I’ve been a fan of Lola Dodge’s Shadow Ravens series, so when I saw a book about a kitchen witch by Dodge on netgalley, I immediately requested it. I prefer my fantasy stories to be light on the witchiness, and like it when magic is used in a utilitarian fashion, rather than grand use in epic battles, etc. The premise that each magic user is tied to a specific discipline is nothing new, but the concept of a witch whose powers are all about the baking with a specialty in desserts just makes me smile.
Because witchcraft is presented as a female-dominated skill, this story is full of badass ladies. The portrayal of Anise is pretty standard fare for a young adult novel. What really intrigued me was the history of the prominent witches in the story. Their relationship with Anise’s mother and her expulsion from Taos was sadly not explored in this first book. The sexism and misandry is almost nonexistent in Deadly Sweet, and I was just a little disapointed in the opportunity missed to compare the world of Taos to modern society. Science fiction and fantasy have a rather unique ability to criticize society without offending, and while not every novel needs to be a treatse into the flaws of our society, I feel that it would’ve been easily accomplished, especially since Anise was raised in the “normal” world.
From a socio-anthropological view, the ways that the closed tribe of witches interacts with each other, and the normies is another theme that is well done in Deadly Sweet. The ‘townie’ trope is commonplace, and I rather enjoyed Wynn’s uncomfortable encounters with tourists. Which brings me to a part of the story that disappointed me: Wynn. Written as a stoic hero trope – almost a reverse-gender La Femme Nikita, I found his antics to be off-putting. Plus the constant references to his contract, and shields in general, weren’t explained enough in this book. I understand that it’ll be a prominent theme in the second book, but the lack of knowledge made his character unnecessarily uninteresting. I hope in a future story, Dodge explores the issue of power and wealth, and perhaps even same-gender relationships.

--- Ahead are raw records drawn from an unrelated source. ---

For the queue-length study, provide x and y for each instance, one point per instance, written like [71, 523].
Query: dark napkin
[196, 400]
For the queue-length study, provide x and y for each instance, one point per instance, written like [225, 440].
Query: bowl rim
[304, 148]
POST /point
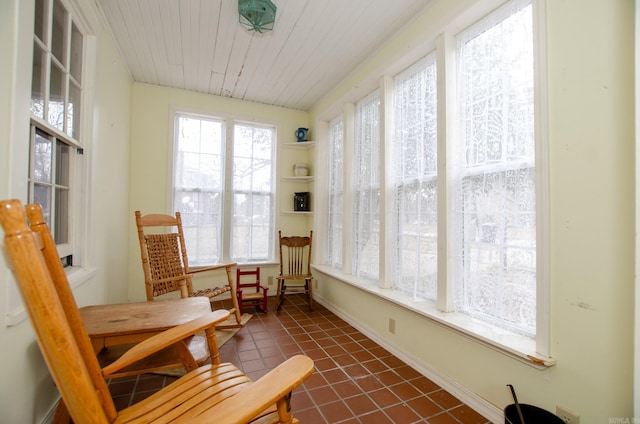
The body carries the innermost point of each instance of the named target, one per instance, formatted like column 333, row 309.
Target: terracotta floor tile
column 401, row 414
column 444, row 399
column 361, row 404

Overall, Deadly Sweet is a fun read. I look forward to the next book later this year, and my expectations are pretty high. A solid four-star read. Lola Dodge is one of the few writers that I usually end up “over-reading,” because the story is just so engrossing, that I say to heck with my responsibilities and just keep reading. The book is out today, so let’s help Ms. Dodge have a grand start to this new series.